Rosie was the main mother figure of my life, although I only saw her a handful of times. She always had time for me, when I showed up on her front porch with a backpack.
My own amazing, infuriating mother wasn’t what I’d describe as a good maternal role model. I realized this when I became a mother of two sons.
Rosie was there almost at my beginning. In 1961 she was working as a midwife for the Flying Doctor service in the Australian outback. (More life/ death.)
She arrived in Auckland to stay with my parents about the same time I did. But not long after that, she returned to England to accept a marriage proposal and have her own daughters, my cousins Ruth and Rachel.
Hallowe’en in Zion
My second US Hallowe’en experience was in 2014, in Zion Canyon, Utah.
It’s a place of jaw dropping beauty, majesty and awe. We have places with that kind of “feel” in New Zealand too. Numinous is one word for it. But we don’t have canyons.
I was taking part in a retreat hosted by my first life coach, Scout Wilkins, who’s also a wilderness guide.
In the afternoon we visited the Mormon settler ghost town at Grafton, down the road from Zion National Park. There were rows of empty cottages in the silent canyon. Scenes from Butch Cassidy and the Sundance Kid were filmed there.
Later, in the small community of Springdale, kids in monster costumes flitted around in the twilight like moths and bats, trick or treating.
The atmosphere was simultaneously otherworldly, gentle and playful.
Two seasons in one day
The deliberate, and necessary, chaos of the death festivals (Hallow’en, Samhain, All Hallows’ Eve, etc) can disrupt the vibrant new season growth energies of spring celebrations.
New Zealand writer Juliet Batten, author of Celebrating the Southern Seasons, and many other interesting books, proposes a creative solution to these seemingly incompatible celebrations.
One magical day, 31st October, that encompasses two seasons and two hemispheres.
The day starts with clusters of spring maidens laying flowers on doorsteps at dawn.
Then at dusk, gaggles of ghosts and goblins prowl the darkening streets with bags of tricks and treats.
Juliet writes: “Not just the Hallowe’en takeover, but space for flowers, maypoles, and maidens as well. Two hemispheres in one day, a kind of reconciliation.”
Embracing the multitudes
In permaculture there are usually multiple solutions to any problem.
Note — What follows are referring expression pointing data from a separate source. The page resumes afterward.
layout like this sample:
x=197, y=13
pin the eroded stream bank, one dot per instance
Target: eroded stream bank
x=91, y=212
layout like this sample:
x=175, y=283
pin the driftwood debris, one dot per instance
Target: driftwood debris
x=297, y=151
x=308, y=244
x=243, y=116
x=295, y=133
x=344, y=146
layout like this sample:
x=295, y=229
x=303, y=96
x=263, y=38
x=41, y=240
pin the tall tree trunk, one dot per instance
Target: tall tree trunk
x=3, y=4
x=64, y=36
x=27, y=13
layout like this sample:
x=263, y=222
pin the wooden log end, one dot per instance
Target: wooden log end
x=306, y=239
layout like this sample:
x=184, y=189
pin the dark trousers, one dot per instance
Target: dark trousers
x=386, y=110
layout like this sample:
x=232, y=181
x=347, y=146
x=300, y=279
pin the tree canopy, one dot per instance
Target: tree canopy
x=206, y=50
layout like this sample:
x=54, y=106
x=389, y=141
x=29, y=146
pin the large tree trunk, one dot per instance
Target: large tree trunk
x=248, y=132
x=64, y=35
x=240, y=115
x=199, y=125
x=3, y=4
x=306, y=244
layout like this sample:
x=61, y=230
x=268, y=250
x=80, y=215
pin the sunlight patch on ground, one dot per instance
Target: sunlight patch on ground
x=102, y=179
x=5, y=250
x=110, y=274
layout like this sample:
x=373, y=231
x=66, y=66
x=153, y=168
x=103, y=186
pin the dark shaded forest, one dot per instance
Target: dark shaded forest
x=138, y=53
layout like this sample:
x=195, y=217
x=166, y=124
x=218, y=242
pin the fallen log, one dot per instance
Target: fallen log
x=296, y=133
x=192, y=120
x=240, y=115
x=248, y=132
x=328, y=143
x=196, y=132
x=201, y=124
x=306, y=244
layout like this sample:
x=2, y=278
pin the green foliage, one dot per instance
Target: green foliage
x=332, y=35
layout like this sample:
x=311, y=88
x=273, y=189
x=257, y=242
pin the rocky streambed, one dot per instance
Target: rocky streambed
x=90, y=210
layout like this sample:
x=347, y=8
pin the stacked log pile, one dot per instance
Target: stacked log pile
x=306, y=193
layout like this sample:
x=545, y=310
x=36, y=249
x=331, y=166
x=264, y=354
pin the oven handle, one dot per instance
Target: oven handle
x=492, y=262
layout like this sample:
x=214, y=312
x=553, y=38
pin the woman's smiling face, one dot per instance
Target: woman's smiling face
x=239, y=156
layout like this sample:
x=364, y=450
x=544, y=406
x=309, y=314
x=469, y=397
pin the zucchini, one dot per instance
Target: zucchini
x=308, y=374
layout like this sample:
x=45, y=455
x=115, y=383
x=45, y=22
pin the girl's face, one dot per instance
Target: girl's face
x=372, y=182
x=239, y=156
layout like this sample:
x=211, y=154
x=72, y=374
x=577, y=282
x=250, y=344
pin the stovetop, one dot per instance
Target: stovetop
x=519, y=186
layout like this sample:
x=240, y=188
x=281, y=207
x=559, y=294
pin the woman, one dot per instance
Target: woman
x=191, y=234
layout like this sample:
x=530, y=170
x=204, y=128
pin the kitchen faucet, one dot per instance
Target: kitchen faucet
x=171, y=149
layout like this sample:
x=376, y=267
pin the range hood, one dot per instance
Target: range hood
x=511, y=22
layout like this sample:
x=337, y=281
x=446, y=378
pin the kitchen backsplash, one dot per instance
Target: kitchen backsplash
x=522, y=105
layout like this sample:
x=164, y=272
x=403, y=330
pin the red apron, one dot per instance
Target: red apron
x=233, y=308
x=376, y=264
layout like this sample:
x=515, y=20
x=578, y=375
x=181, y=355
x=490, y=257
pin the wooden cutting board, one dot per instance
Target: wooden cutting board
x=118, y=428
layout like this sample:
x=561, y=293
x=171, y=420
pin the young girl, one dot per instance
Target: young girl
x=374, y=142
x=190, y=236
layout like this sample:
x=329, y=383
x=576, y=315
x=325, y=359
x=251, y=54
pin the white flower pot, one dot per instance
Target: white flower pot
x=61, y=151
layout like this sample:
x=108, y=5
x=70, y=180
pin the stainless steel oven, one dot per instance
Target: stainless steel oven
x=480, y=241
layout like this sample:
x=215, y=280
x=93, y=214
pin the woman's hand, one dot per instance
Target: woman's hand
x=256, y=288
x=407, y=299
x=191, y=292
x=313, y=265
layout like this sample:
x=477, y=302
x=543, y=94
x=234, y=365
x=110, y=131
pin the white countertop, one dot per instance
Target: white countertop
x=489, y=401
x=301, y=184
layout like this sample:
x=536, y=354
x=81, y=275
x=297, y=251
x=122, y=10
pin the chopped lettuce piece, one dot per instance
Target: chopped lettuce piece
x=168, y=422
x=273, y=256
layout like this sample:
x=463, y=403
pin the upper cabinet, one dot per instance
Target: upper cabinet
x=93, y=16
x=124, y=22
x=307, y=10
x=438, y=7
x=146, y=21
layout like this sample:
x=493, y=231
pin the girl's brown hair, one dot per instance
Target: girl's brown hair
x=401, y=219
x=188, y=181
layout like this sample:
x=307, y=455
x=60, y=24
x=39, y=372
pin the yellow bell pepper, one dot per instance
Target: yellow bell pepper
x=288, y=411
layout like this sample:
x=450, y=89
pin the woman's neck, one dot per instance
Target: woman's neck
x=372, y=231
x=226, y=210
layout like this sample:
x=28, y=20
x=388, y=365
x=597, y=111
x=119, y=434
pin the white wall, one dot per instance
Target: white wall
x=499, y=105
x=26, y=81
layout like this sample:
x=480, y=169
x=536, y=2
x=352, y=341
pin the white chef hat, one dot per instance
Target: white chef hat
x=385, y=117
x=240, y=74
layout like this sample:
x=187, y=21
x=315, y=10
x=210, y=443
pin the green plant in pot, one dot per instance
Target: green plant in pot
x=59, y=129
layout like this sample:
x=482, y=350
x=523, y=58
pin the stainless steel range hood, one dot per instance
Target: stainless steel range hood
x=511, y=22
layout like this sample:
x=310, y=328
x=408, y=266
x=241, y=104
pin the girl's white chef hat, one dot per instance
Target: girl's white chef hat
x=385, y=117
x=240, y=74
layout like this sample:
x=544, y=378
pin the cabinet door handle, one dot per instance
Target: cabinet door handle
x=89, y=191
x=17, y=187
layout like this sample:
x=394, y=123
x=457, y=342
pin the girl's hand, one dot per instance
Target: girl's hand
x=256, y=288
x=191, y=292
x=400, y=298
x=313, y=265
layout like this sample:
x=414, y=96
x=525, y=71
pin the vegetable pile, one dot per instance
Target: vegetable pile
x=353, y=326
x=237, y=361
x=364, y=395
In Aotearoa-NZ we’re already accustomed to dealing with multiple time zones and seasons, in the media, our economy and cultures.
This morning I was in a video call with a colleague in France. Our room encompassed 12 hours and more than 19,000km.
It doesn’t feel like a huge shift to embrace multiple celebrations, rather than having to choose between opposing forces.